Turning centre addresses skills gap

Hartlepool-based JJ Hardy is investing in a new Mazak QTE-200 SG turning centre as a way of plugging the skills gap for CNC machinists in the northeast. The new machine will help the company to introduce an unmanned shift and keep pace with growing demand.

Managing director Andrew Pailor says: “Our plan is to get more out of what we have. We’ll use technology, including new machine tools and, in time, additional automation, to increase our capacity with one manned shift and one unmanned shift each day. The new QTE machine is an affordable solution that will be equipped with a Hydrafeed barfeed, a parts racking system for finished components and an automatic tool eye for inspection. Most importantly, we’ll also have the ability to monitor work online while it runs unmanned.”

With an eight-strong machine shop, JJ Hardy concentrates on automotive and energy work, as well as the rail sector, for which its manufactures components such as bogie parts, hangar bolts, shackles, suspension links and impellers.

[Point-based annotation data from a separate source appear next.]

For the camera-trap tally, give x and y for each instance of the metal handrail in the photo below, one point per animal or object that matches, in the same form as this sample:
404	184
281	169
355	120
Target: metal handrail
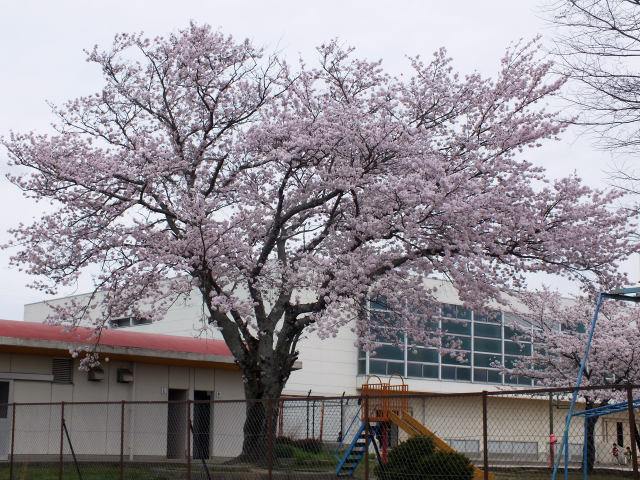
346	434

Says Pailor: “We have an older Mazak turning centre that has been a good solution for us and has outperformed some of our more expensive competitor machines. However, it doesn’t have some of the equipment we need to get it running unmanned.

“The new QTE is equipped with Mazak’s latest Mazatrol innovation, SmoothEz, a touchscreen CNC,” he adds. “It’s now so easy to program that we can put CNC operators with much less experience on the machine. They can be running it, unsupervised, very quickly.”

Described as a simple and compact machine design, the QTE is equipped with a high torque spindle and 12-position drum turret, along with capacity for 12 different tools.